Phoenix 5.3.1 Custom (layered on HBase) No Phoenix image anywhere; server JAR must be on HBase's classpath.

Troubleshooting

  • NameNode unhealthy on first start. First start formats the NameNode via ENSURE_NAMENODE_DIR. Watch with docker compose ... logs -f namenode.
  • HBase Master RegionTooBusyException / NotServingRegion. Wait ~30 s after RegionServer comes up; Phoenix bootstraps SYSTEM.* tables on its first connection and the REST server retries transparently.
  • REST exits with NoClassDefFoundError: org/apache/hadoop/fs/WithErasureCoding.
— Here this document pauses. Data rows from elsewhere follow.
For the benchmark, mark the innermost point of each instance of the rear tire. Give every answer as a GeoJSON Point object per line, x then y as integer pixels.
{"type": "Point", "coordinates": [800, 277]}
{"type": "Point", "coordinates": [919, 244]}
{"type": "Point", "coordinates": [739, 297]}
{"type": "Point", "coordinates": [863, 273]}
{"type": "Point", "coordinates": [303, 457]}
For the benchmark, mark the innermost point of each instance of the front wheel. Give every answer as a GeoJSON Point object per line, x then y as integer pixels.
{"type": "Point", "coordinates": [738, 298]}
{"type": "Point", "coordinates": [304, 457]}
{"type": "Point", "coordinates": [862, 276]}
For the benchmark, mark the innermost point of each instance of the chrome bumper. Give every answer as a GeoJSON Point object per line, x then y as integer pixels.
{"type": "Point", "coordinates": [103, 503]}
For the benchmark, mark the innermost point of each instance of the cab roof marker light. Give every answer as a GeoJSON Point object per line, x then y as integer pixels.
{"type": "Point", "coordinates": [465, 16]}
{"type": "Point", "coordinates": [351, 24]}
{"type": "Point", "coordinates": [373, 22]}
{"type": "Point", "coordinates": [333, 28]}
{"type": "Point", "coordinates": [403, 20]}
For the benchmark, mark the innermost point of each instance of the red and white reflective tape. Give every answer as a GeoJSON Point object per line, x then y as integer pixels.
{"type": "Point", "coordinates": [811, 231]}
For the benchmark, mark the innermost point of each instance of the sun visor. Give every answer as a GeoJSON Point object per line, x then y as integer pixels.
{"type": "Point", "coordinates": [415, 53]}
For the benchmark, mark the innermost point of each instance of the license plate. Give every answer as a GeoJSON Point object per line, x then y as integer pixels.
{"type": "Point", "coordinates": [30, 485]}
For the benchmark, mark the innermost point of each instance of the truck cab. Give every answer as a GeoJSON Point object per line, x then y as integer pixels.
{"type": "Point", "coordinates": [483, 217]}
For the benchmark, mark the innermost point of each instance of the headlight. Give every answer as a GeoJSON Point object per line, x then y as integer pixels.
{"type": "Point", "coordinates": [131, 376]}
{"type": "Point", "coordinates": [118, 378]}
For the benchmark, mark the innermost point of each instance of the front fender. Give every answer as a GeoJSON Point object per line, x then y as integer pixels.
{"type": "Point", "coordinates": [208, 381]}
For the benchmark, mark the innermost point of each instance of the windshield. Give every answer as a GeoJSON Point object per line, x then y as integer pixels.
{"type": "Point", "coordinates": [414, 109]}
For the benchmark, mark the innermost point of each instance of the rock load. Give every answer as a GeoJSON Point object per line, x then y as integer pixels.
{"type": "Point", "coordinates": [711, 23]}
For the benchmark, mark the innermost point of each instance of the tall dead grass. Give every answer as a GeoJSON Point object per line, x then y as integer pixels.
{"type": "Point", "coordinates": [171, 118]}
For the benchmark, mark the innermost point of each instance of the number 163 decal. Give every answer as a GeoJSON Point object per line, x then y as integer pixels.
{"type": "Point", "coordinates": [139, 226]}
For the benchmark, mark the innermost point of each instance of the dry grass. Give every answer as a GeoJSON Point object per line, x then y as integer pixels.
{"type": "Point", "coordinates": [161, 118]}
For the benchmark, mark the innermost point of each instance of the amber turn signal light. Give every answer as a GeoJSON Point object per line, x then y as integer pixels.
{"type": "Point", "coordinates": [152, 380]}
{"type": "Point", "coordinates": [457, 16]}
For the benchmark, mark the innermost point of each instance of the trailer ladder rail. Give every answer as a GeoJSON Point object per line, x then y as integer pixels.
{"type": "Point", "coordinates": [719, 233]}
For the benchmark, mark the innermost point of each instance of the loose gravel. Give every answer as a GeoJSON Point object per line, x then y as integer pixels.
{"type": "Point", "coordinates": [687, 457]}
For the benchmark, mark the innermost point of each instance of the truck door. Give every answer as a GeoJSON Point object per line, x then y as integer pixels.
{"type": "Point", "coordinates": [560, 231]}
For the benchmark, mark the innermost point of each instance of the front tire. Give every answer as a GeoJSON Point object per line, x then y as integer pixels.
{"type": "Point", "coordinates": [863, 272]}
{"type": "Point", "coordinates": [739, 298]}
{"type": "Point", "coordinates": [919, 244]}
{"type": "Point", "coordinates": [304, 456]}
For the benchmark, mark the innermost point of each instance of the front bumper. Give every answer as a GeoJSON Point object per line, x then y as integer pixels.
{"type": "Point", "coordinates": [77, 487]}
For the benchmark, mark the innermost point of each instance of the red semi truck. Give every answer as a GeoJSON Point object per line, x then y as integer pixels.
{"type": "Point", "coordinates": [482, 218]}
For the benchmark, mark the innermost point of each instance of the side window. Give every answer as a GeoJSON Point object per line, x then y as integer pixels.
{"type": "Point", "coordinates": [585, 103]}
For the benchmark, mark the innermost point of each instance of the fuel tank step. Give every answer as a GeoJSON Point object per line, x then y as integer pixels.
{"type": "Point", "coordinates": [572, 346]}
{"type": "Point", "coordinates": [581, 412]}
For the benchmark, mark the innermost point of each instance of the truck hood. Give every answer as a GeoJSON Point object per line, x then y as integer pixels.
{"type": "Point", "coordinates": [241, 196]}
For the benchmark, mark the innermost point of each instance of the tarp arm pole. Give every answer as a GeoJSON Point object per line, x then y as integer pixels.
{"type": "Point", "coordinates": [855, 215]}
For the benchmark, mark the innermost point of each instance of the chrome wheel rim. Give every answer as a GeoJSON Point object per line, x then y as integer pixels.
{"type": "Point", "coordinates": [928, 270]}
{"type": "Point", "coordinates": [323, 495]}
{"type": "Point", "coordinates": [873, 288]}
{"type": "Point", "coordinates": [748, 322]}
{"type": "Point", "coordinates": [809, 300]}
The phoenix-ddb-assembly tarball ships hadoop-common:3.3.6 (from pom.xml) alongside hadoop-hdfs:3.4.x / hadoop-yarn:3.4.x (transitive from phoenix-core-client). The 3.4.x JARs register FileSystem impls that need WithErasureCoding, which only exists in hadoop-common 3.4+. When HBase returns a remote exception during bootstrap, the client tries to enumerate FileSystem impls, hits NoClassDefFoundError, and poisons the JVM. The REST image Dockerfile.phoenix-adapters strips the 3.4.x hadoop-hdfs*, hadoop-yarn-*, hadoop-mapreduce-client-*, and hadoop-distcp-* jars after extracting the tarball — the REST server only talks to HBase via RPC and never opens HDFS directly, so removing them is safe. If this error reappears, check that those rm -f lines in Dockerfile.phoenix-adapters weren't dropped.
  • Datanode denied communication with namenode. Cluster ID mismatch. docker compose down -v and bring the stack back up.
  • platform mismatch warnings on Apple Silicon. Expected for the Hadoop containers (amd64 image, emulated). No action needed.

Customising versions

HBase / Phoenix versions are ARGs on Dockerfile.hbase-phoenix:

docker compose -f docker/docker-compose.yml build \
    --build-arg HBASE_VERSION=2.5.13 \
    --build-arg PHOENIX_VERSION=5.3.0 \
    hbase-master

Hadoop and ZooKeeper versions are pinned by tag in docker-compose.yml. Keep all four in lockstep with pom.xml.